Il est des réponses argumentées face aux propos de Elisabeth Badinter ou Caroline Fourest. Ce livre en est une. « Fatima moins bien notée que Marianne » de François Durpaire et Béatrice Mabilon-Bonfils vient de paraître aux éditions de L’Aube. Et il y est question de laïcité et d’école.
La République est indifférente aux différences et l’école de Jules Ferry repose sur cette règle très claire : silence sur tout ce qui divise ou pourrait diviser. C’est en rappelant ces deux données bien spécifiques à la France que les auteurs amorcent leur ouvrage. Un livre basé sur une série d’enquêtes empiriques au sein de plusieurs établissements scolaires.
Utiliser les prénoms des élèves
25% des élèves interrogés dans un lycée d’Ile-de-France expriment un sentiment de discrimination. François Durpaire et Béatrice Mabilon-Bonfils ont voulu pousser leur étude plus loin. Or, en France, la dimension ethnique des discriminations est difficilement mesurable. Alors l’historien et la sociologue ont eu recours à une pirouette souvent empruntée par les chercheurs : utiliser les prénoms des élèves. Et cela, sans pour autant perdre de vue les limites que cette méthode induit.

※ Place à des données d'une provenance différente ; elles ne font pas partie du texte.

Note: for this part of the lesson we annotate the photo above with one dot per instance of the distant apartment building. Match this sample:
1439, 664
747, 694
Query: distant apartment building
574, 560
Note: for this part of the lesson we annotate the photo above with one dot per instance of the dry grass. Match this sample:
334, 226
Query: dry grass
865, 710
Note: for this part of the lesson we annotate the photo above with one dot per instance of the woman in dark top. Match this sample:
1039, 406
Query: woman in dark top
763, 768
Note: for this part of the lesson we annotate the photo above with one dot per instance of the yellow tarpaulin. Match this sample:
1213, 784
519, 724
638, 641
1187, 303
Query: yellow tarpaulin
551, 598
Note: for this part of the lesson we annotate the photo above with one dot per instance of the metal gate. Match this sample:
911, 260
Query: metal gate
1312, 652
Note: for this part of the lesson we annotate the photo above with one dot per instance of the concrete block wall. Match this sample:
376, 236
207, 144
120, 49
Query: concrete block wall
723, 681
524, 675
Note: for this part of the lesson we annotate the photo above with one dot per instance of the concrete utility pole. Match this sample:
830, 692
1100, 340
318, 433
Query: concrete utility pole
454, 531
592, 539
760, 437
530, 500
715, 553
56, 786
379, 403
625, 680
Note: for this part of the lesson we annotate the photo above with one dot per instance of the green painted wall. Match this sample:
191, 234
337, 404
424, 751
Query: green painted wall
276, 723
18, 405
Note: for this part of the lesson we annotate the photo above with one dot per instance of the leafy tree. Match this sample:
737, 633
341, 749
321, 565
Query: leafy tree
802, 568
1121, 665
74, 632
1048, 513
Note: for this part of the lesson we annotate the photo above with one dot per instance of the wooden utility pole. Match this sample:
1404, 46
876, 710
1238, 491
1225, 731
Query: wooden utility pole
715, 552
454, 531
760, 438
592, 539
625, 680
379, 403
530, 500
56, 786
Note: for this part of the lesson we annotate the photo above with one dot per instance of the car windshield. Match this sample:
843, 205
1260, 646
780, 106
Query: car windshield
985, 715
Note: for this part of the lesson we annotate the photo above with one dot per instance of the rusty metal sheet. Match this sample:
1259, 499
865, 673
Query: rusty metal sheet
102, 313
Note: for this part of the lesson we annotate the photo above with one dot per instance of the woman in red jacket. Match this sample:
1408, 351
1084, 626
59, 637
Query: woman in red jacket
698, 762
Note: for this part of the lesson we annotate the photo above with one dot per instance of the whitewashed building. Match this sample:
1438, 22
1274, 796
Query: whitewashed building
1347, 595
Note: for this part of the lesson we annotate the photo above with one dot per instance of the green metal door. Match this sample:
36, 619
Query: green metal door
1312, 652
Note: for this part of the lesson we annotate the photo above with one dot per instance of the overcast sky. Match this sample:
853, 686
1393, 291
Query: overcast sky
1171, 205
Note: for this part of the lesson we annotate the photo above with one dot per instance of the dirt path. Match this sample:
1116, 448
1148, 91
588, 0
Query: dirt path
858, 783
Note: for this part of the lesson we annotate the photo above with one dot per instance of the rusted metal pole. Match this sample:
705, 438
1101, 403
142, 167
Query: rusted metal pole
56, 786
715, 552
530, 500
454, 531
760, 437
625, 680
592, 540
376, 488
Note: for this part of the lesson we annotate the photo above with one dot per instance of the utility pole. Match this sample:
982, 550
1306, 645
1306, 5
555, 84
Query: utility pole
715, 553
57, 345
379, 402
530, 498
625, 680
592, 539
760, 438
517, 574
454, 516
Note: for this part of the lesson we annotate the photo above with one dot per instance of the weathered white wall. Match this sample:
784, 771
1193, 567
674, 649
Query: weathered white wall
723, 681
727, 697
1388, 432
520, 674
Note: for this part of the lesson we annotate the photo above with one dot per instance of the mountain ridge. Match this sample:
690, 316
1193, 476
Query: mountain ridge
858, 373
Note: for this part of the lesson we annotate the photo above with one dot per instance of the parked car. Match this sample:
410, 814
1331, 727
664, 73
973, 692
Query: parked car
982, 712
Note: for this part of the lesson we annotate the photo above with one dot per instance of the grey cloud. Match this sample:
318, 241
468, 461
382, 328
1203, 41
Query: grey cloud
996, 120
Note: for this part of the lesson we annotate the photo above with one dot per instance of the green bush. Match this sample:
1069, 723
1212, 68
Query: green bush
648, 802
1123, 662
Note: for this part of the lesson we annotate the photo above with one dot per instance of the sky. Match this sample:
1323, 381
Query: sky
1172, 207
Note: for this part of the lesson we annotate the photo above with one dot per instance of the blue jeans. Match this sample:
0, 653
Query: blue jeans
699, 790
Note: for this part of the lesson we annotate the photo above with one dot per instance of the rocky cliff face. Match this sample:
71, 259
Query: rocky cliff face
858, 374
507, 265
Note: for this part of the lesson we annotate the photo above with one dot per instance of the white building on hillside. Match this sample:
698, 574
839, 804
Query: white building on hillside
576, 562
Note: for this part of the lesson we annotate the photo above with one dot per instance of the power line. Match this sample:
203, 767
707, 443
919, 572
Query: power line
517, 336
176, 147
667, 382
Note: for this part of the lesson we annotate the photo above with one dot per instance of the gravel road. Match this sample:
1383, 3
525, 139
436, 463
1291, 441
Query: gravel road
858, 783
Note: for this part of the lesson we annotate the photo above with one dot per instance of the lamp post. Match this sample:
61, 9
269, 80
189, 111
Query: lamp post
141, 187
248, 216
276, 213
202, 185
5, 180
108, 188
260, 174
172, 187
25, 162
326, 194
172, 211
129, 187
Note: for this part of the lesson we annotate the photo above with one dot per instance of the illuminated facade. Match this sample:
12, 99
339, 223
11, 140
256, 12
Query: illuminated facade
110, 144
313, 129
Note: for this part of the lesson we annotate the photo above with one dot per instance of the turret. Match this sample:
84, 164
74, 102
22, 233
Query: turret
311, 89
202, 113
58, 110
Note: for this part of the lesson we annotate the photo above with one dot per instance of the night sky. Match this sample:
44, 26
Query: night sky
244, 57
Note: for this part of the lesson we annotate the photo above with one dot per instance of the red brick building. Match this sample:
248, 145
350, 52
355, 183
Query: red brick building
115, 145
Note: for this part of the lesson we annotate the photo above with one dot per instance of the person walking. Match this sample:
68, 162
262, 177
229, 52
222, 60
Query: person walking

« Théories implicites des enseignants »
Les données recueillies confirment « la ségrégation ethnique des séries de baccalauréat, les séries les moins rentables socialement étant les plus ségréguées ». Autres résultats : « les théories implicites des enseignants » véhiculent un « double handicap social et culturel au détriment des enfants appartenant à des catégories sociales défavorisées et à ceux d’origine maghrébine ». D’où le titre du livre : « Fatima moins bien notée que Marianne ».
11 septembre et voile
François Durpaire et Béatrice Mabilon-Bonfils ont également ouvert des livres d’histoire, ceux utilisés à la rentrée 2015, afin de se pencher sur le traitement qui y était fait au sujet de l’islam. Résultat dans les manuels de première par exemple (cf photo en bas) : ils ont constaté le primat de l’islamisation sur l’islam et l’invisibilité de l’islam en France. Deux thématiques sont systématiquement traitées en lien avec l’islam : le 11 septembre et la question du voile à l’école.
Une islamophobie d’école
A la fin de l’ouvrage, les deux auteurs s’interrogent sur cette « machine à trier » qu’est devenue l’école. Ils évoquent une islamophobie dans l’école mais également « de et par » l’école. Et proposent des solutions : refonder des contenus au service d’une politique d’inclusion ; introduire la culture du débat ; ouvrir l’école aux parents ; recruter et former différemment les professeurs ou encore favoriser la mixité scolaire.
Chloé Juhel
« Fatima moins bien notée que Marianne », de François Durpaire et Béatrice Mabilon-Bonfils, vient de paraître aux éditions de L’Aube.